Who we are

Research about how people live, the technologies they use, and the visions they create must also speak back to the world it studies. It should do more than observe how society unfolds; it should engage with and be relevant to society. It should do more than seek to understand the latest issues; it should seek to inform and influence our response to such issues. It should do more than wait for the future to happen; it should help shape which future materialises.

This mission has motivated the Emerging Technologies Research Lab from the start. Indeed, the ET Lab was created as a base for scholars who have been tackling important subjects in ways that are empirically-grounded, theoretically-guided, and outcome-oriented.

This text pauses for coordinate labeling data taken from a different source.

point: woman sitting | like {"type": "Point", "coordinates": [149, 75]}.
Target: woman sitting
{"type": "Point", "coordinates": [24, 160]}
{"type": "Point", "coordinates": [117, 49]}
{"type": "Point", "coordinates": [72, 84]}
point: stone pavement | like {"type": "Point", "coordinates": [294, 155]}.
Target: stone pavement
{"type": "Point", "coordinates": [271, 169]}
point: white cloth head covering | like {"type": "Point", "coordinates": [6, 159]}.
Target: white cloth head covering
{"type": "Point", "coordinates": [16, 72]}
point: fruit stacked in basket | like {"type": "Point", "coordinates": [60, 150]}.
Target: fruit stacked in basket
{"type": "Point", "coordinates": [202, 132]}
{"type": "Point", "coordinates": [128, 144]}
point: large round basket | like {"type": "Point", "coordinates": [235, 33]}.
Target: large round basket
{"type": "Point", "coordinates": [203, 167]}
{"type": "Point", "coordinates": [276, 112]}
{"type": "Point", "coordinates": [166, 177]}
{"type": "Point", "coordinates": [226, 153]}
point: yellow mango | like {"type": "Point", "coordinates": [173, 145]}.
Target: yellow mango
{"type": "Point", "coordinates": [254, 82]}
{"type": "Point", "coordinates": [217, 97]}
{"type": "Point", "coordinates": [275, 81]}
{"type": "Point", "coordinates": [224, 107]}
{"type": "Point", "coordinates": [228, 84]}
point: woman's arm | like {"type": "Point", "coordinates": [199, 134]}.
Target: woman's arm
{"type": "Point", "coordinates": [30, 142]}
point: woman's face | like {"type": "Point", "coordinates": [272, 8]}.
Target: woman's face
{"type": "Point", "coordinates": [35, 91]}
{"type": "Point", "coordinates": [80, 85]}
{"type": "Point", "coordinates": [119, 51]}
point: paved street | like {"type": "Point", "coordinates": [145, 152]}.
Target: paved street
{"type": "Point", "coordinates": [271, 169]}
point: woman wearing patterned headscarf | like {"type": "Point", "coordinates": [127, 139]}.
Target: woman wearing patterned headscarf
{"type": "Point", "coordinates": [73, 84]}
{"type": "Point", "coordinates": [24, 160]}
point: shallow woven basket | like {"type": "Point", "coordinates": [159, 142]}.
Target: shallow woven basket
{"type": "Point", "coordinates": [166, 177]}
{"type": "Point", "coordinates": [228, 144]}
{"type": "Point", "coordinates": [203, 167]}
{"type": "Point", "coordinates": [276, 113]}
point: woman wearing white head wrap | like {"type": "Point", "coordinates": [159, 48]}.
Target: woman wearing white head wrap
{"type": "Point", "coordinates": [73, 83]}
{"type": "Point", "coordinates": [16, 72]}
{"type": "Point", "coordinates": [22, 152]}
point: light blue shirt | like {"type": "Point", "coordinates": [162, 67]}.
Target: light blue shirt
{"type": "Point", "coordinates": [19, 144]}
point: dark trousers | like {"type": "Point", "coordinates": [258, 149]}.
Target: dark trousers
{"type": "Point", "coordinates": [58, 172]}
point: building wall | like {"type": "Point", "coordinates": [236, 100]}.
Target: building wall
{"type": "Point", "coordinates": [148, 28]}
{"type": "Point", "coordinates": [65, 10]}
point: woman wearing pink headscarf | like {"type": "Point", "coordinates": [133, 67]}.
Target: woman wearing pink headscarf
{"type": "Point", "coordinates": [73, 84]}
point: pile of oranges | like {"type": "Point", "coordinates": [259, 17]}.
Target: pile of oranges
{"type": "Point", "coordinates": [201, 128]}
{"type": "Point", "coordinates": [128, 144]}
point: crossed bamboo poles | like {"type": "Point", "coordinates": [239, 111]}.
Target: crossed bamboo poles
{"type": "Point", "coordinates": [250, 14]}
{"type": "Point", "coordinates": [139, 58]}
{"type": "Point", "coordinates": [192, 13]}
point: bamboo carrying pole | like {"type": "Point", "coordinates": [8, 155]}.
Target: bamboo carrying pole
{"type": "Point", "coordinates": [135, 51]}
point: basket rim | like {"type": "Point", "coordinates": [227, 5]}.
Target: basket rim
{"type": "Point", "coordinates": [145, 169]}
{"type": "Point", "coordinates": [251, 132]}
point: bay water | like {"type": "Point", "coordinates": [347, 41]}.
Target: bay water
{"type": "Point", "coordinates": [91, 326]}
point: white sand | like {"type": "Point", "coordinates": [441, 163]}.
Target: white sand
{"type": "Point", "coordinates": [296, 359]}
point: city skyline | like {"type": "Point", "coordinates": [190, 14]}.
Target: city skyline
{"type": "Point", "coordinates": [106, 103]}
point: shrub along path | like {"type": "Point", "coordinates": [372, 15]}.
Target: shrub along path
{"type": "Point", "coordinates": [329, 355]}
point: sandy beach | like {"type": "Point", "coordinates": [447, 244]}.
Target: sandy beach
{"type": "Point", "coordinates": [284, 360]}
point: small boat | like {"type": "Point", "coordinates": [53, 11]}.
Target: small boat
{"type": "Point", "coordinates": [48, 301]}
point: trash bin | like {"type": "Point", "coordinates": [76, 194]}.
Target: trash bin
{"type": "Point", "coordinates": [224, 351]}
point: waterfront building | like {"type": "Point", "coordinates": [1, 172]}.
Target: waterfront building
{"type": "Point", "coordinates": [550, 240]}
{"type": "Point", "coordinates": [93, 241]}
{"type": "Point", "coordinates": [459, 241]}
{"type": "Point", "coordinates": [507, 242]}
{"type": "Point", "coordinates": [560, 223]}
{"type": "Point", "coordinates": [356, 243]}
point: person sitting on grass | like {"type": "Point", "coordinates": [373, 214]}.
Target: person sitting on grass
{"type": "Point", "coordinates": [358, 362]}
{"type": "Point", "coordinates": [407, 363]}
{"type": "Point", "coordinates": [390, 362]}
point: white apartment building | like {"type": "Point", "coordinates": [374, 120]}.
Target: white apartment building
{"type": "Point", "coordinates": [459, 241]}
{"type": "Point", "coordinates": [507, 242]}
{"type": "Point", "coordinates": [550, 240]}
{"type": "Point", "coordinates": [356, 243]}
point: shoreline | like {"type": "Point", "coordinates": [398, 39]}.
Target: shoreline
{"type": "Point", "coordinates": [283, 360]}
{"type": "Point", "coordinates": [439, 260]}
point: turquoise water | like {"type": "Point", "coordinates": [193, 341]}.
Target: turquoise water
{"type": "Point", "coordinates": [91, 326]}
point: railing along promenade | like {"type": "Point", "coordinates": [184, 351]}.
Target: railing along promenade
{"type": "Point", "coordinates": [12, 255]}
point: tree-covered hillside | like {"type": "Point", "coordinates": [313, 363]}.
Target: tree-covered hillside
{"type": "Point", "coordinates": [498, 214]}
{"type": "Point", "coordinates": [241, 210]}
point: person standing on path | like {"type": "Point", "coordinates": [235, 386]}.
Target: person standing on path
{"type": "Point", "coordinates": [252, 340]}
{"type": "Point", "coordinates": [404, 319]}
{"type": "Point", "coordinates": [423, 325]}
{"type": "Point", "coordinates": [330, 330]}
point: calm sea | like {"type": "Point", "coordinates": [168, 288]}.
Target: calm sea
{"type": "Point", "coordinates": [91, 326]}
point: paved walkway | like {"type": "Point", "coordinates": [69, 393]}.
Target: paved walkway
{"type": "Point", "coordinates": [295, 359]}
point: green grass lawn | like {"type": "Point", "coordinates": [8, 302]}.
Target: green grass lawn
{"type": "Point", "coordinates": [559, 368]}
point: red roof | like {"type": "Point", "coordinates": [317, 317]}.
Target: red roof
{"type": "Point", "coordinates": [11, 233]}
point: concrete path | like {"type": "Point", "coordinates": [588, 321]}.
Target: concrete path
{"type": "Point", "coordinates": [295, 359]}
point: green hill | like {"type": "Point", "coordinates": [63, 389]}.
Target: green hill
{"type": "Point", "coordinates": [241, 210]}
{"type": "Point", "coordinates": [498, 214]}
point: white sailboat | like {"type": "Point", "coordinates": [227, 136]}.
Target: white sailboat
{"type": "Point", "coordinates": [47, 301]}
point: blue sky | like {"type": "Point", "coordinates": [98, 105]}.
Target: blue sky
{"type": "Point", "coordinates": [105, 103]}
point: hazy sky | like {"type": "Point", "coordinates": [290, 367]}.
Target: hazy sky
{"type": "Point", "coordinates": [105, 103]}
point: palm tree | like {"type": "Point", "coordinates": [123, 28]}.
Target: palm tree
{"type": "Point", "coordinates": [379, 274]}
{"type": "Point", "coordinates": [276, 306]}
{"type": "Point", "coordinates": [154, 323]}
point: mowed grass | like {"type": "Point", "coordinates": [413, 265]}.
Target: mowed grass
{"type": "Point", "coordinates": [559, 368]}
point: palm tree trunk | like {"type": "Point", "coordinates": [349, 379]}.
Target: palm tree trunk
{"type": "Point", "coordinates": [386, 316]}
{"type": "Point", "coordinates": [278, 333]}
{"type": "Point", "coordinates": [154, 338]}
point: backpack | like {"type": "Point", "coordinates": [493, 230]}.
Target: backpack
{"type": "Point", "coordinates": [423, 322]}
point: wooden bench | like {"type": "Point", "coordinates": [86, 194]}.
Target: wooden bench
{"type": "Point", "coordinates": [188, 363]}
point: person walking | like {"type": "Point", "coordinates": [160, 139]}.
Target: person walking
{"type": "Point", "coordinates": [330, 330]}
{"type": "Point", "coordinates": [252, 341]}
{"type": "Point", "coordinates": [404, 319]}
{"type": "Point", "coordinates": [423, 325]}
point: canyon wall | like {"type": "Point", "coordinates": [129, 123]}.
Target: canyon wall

Such work cannot only be done in one way. It demands multiple styles for multiple audiences. With that mission in mind, I’d like to introduce the ET Lab’s new publication: Future Matters

Future Matters will be a place for sharp writing with a point of view. This will be a place for speaking critically about pressing socio-technical developments and showcasing the vitality of engaged scholarship about such topics. We are not only concerned with how the world looks now, but with why that matters for how the future will emerge. We aim to set the tone for how to engage with many possible futures.

Future Matters will specialise in publishing what we call Lodestars. They will be succinct pieces with the purpose of making an argument, advancing a position, and offering guidance for a way forward.  We won’t always chase headlines, but we will always speak to issues that matter, and do so in ways that put a premium on being clear, considered, and interesting. The Lodestars will provide serious thinking that synthesises both style and substance. They will not only take the shape of an op-ed. There will be room for flexibility and experimentation. For instance, one of our first Lodestars is a poem that offers a personal reflection on life during disruption. As time goes on, we will also introduce other forms of essay that explore their subject in more depth. But for now, we will make space for the Lodestars to shine.

Future Matters will, in addition to standalone pieces, also organise Constellations that bring together many pieces about the same topic but from different perspectives. Think of it as a tightly focused thematic issue. Constellations will be an occasional but regular event. They might be responding to a major issue, such as a global pandemic, that we think the ET lab needs to make a statement about. Or, they might be formed around other not so obvious happenings that are, nonetheless, impacting how we live now and will live then.

We are living in interesting times. With so much happening so often it can be difficult to have foresight, to look beyond our immediate contexts, to follow the causal chain a few links further, to position the present in a longer horizon. But that is precisely what is required of us. The future does not happen—it is made.